The Spanish have gotten better as the tournament has gone along, culminating in their domination of Germany in the semifinals possession-wise. Even then, the German central defenders made it hard for David Villa up front, but I don't think he'll have as much trouble with the Dutch defense and should get free for more chances. Wesley Sneijder knows how to succeed against teams that possess the ball so much (see Inter-Barcelona in this year's Champions League) and should find some openings. But in the end there's just too much quality in this Spanish team.
Spain has dominated possession in every game, and there's no reason to think that the Netherlands, with its deep-lying central midfield, will be able to change that pattern. There were signs against Germany that the shift to 4-2-3-1 is giving Spain back its fluency, so I expect it to not only break through for a goal but also to add a second on the break as the Dutch chase an equalizer.
Spain has kept the ball better than anyone else at this tournament and the complaints about the lack of explosiveness fail to see how good it has been. Holland will not get the ball nearly enough to be truly dangerous. Villa and Fernando Torres will both score for Spain.
Assuming coach Vicente del Bosque sticks with a five-man midfield, I expect Spain's high pressing to take its toll on the Dutch midfield duo of Mark van Bommel and Nigel de Jong, two destroyers who will struggle to link with playmaker Sneijder. Defensively, the Dutch back line will be exposed by Spain's passing in the final third, and other than Arjen Robben's pace troubling Joan Capdevila, I don't see the Dutch threatening too much offensively, beyond a late consolation goal.
Spain has seized the initiative faster in its matches then the Dutch have done and created more consistent pressure in opposition territory, which tips the balance in its favor. Each side revolves around two defensive midfielders and a wily creative axis, and though there's little to choose between the contributions of Xavi and Sneijder so far, Spain's Xabi Alonso/Sergio Busquets combination offers greater composure looking forward than the arguably more destructive Dutch duo of Van Bommel and De Jong. Spain has shown itself to be patient enough for a tight game, though I'm expecting at least one moment of splendor from Sneijder and Robben to force the issue.

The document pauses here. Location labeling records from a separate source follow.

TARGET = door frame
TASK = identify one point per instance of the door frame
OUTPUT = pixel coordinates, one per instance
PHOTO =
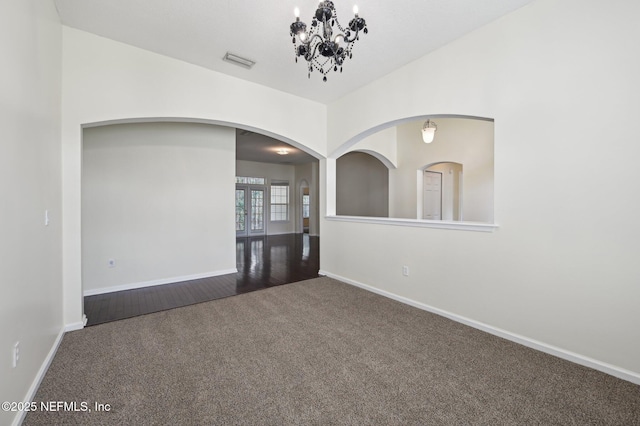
(248, 232)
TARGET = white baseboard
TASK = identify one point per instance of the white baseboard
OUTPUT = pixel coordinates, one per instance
(162, 281)
(31, 393)
(76, 325)
(604, 367)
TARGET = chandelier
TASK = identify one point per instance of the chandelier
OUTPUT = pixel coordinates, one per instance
(323, 50)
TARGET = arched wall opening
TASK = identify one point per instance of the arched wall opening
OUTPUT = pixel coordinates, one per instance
(151, 196)
(362, 185)
(464, 140)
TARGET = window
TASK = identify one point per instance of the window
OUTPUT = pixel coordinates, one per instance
(279, 201)
(249, 180)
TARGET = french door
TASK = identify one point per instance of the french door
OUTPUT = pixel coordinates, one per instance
(250, 210)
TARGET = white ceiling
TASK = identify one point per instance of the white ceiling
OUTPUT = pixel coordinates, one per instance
(252, 146)
(202, 31)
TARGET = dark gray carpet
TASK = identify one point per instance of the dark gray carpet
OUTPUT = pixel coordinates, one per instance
(319, 352)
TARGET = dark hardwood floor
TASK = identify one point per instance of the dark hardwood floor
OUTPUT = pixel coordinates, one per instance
(262, 262)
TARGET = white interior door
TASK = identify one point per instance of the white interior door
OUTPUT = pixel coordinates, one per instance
(432, 209)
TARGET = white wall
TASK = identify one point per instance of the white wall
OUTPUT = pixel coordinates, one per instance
(560, 78)
(152, 200)
(308, 172)
(465, 141)
(382, 145)
(105, 80)
(30, 183)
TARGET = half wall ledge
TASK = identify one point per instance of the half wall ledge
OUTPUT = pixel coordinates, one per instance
(417, 223)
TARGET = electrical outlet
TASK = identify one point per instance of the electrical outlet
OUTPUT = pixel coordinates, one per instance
(16, 354)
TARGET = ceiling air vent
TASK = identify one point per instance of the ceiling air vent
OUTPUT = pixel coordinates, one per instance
(239, 60)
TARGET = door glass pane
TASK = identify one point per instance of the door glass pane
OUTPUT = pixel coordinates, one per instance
(240, 210)
(257, 209)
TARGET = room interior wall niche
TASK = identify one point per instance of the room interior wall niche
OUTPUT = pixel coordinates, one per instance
(463, 143)
(362, 186)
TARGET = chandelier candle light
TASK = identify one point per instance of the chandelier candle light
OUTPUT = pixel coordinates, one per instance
(323, 50)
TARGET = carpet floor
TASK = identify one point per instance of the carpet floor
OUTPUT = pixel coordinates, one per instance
(318, 352)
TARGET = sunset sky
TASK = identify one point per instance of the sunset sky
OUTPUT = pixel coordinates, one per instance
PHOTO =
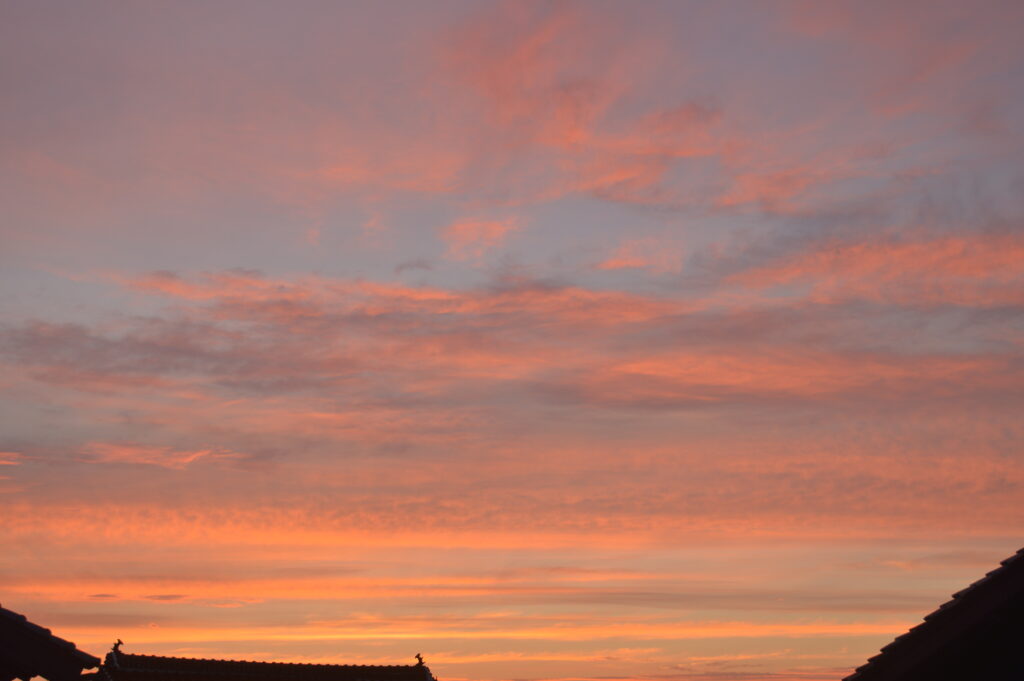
(658, 341)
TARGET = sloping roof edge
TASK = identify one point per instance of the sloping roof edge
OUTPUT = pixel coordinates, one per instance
(967, 608)
(38, 651)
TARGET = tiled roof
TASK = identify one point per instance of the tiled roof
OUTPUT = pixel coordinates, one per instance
(978, 631)
(125, 667)
(27, 649)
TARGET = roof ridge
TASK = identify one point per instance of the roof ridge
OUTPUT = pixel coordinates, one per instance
(122, 655)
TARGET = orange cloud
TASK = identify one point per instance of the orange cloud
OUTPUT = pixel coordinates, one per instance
(120, 453)
(978, 270)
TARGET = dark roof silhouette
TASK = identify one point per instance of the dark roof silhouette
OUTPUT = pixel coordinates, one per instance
(977, 635)
(27, 650)
(124, 667)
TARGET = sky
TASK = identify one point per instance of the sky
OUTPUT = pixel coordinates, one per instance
(655, 341)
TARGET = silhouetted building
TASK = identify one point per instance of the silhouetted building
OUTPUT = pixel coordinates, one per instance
(977, 636)
(28, 649)
(123, 667)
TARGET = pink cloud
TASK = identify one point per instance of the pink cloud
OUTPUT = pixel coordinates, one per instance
(471, 239)
(165, 457)
(978, 270)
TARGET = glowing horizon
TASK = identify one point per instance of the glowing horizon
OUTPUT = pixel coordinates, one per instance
(552, 340)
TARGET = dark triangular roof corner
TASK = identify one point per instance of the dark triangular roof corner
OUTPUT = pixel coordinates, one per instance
(975, 635)
(28, 649)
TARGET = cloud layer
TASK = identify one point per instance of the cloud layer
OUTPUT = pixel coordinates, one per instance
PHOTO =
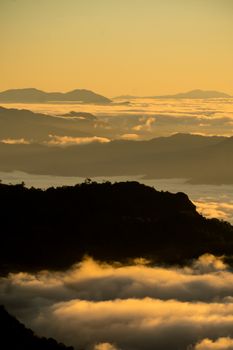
(106, 307)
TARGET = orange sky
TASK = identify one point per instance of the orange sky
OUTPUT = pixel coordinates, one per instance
(115, 47)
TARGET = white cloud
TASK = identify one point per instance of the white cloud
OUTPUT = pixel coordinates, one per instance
(224, 343)
(21, 141)
(104, 306)
(69, 140)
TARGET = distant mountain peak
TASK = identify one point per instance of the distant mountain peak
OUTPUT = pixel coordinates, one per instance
(33, 95)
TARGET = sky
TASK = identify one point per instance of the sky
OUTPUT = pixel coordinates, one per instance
(115, 47)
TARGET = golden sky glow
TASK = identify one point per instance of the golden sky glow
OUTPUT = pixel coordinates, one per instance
(115, 47)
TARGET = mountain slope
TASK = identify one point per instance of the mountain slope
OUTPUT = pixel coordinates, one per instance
(55, 228)
(197, 158)
(14, 335)
(32, 95)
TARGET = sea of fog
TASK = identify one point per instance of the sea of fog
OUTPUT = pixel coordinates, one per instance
(211, 200)
(137, 119)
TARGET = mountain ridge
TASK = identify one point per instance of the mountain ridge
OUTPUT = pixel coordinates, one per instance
(33, 95)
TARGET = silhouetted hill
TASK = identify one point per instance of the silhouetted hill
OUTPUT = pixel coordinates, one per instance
(57, 227)
(31, 95)
(14, 335)
(193, 157)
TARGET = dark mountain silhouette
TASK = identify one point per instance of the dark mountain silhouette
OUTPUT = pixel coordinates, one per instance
(31, 95)
(196, 158)
(55, 228)
(193, 94)
(14, 335)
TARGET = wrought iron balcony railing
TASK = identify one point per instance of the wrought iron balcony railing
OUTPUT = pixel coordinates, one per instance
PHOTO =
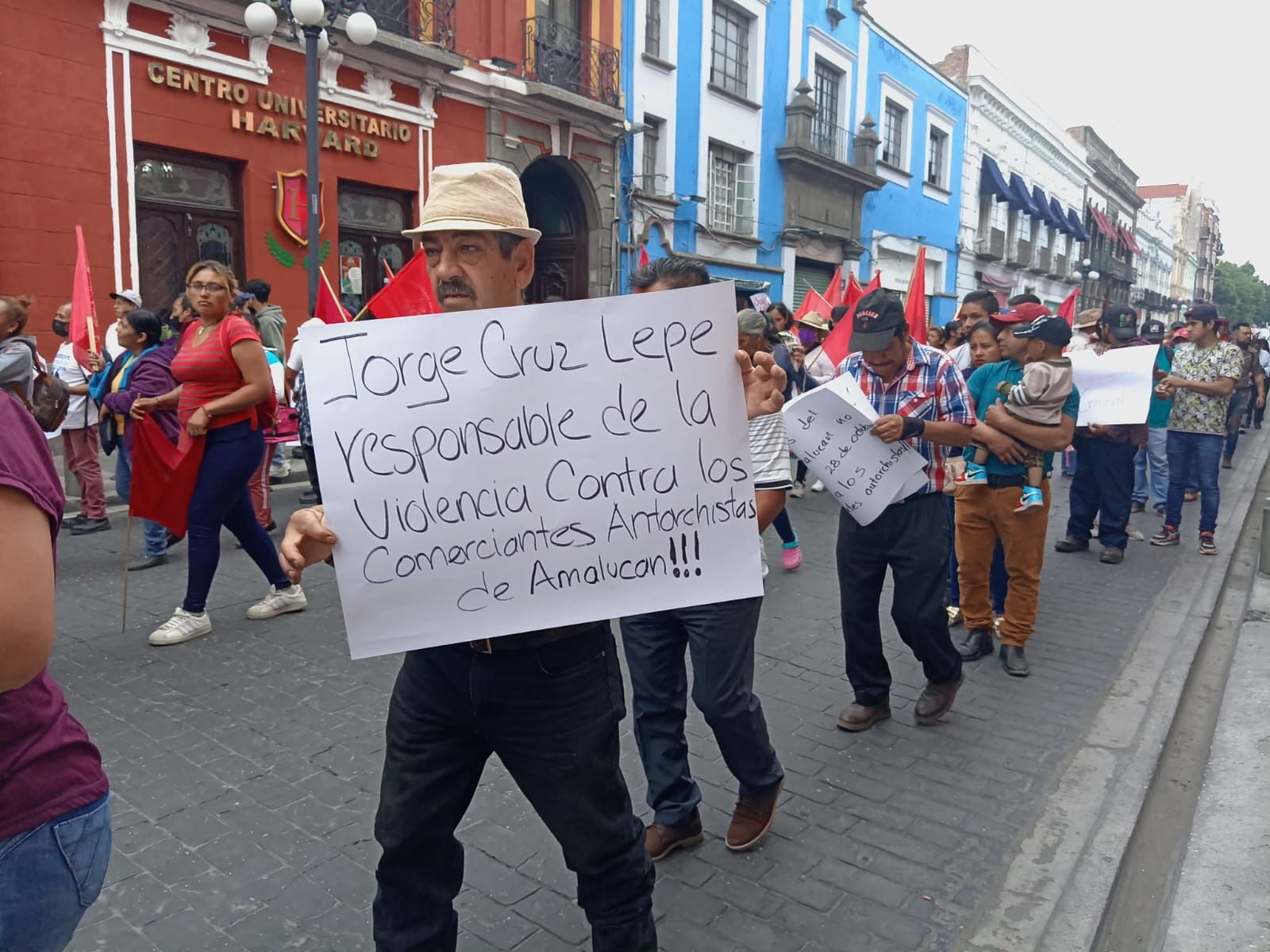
(560, 56)
(427, 21)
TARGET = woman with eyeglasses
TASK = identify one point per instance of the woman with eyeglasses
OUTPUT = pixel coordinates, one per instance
(224, 380)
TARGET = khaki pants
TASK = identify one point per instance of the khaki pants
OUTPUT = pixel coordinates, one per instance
(983, 516)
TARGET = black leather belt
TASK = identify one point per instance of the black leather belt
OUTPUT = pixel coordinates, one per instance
(527, 640)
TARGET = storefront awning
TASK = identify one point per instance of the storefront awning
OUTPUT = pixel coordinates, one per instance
(1043, 211)
(991, 181)
(1019, 196)
(1130, 240)
(1103, 224)
(1060, 220)
(1077, 230)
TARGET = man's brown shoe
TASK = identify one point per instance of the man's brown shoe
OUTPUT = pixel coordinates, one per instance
(937, 701)
(752, 819)
(662, 841)
(860, 717)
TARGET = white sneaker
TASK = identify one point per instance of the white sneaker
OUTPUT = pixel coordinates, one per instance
(181, 628)
(279, 602)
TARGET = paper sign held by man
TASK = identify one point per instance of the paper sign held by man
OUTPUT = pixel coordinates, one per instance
(521, 469)
(829, 429)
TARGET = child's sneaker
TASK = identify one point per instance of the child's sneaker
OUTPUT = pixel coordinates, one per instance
(791, 555)
(976, 475)
(1030, 499)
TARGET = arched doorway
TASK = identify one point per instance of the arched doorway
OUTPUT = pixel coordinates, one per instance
(556, 209)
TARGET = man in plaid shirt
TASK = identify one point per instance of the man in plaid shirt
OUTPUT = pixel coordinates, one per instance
(921, 397)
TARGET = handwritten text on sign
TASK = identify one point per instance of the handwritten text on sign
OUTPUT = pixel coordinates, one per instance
(1115, 387)
(829, 429)
(526, 467)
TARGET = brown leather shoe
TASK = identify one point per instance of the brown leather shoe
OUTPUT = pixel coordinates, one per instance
(861, 717)
(752, 819)
(662, 841)
(937, 701)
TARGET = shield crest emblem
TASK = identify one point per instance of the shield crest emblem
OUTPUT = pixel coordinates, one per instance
(292, 205)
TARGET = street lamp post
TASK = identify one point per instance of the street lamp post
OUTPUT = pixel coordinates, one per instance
(1086, 272)
(311, 18)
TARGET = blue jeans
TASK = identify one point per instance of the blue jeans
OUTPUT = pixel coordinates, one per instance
(721, 639)
(221, 498)
(156, 535)
(999, 579)
(51, 875)
(1235, 410)
(1102, 488)
(552, 715)
(1153, 457)
(1199, 456)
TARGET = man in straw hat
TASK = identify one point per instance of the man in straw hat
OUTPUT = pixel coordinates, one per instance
(454, 706)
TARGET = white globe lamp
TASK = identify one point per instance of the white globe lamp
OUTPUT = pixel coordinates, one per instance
(361, 29)
(308, 13)
(260, 19)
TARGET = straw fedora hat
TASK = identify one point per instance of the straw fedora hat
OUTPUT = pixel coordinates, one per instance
(475, 197)
(814, 321)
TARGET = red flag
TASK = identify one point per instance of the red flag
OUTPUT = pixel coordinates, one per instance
(837, 346)
(329, 308)
(833, 295)
(83, 333)
(163, 475)
(914, 301)
(408, 294)
(1067, 310)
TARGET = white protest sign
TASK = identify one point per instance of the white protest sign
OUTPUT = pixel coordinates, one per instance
(1115, 387)
(527, 467)
(829, 428)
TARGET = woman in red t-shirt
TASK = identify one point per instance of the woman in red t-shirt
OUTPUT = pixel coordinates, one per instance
(224, 380)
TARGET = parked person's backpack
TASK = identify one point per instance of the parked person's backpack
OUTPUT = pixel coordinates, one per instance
(50, 397)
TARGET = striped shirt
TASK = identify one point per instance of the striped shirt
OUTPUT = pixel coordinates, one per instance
(207, 371)
(770, 452)
(930, 387)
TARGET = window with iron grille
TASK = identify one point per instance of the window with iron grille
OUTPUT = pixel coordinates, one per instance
(893, 135)
(827, 94)
(652, 152)
(732, 190)
(653, 29)
(937, 155)
(729, 63)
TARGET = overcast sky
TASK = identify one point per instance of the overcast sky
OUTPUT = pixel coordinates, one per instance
(1178, 89)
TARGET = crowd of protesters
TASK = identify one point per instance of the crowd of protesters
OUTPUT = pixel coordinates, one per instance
(988, 403)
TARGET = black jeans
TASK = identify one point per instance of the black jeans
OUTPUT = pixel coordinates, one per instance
(722, 641)
(910, 539)
(552, 716)
(1103, 488)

The Spaniards took time to get going in this tournament, but the masterful performance against Germany will give them a renewed confidence that their system does deliver. It will be a slightly more open game than Spain's semifinal -- the Dutch are not really set up to play on the counter -- and it's possible to see Robben pinning back the Spanish fullbacks in a manner that Germany was unable to do. Holland's danger from set pieces might well bring a goal as well. Ultimately, it's hard to see how the Dutch will be able to deal with the high pressing by Del Bosque's men. If anything, the Dutch center backs are worse on the ball than the Germans', so Spain should be able to win the ball back early and run its opponent ragged.
Spain will dote on the ball and enjoy an advantage in possession, although not to the extent it had against Germany. And the Spanish will get their one goal, just as they did against Germany, Paraguay and Portugal in elimination play. But while the Netherlands won't be as elegant in possession, it has slightly better overall balance through the lineup. De Jong's return and the team's overall ability to generate goals in a variety of ways -- including Dirk Kuyt's industry, an underrated element of this side -- will pay off. The Oranje will find a way through twice.
No team has ever lost its first game at a World Cup and gone on to win the final, but this Spain team is unique. Undoubtedly the best national side in the world over the last two years, it has slowly improved, had a healthy dose of luck along the way (notably in the quarterfinal against Paraguay, which missed a penalty to take the lead) and was marvelous in the semifinal. It deserves to win the final and has the edge over Holland given its ability to keep the ball, remain patient and play solid defense. Up front, Villa will cause problems and Pedro could give Gio van Bronckhorst a headache in Van Bronckhorst's final match. This time, I am banking on Pedro to pass for a breakaway late second goal.
MORA Y ARAUJO
After Spain lost its first match, Argentina coach Maradona joked that assistant Hector Enrique observed: "If the goals were on the side of the pitch, Spain would have scored loads." However, Spain's having the last laugh, as it slowly built up a convincing mix of skilled individual players functioning well in a thought-through tactical system. I see Spain as Barcelona plus guests: Barcelona's "Total Tactics" approach is reflected in Spain's game this World Cup.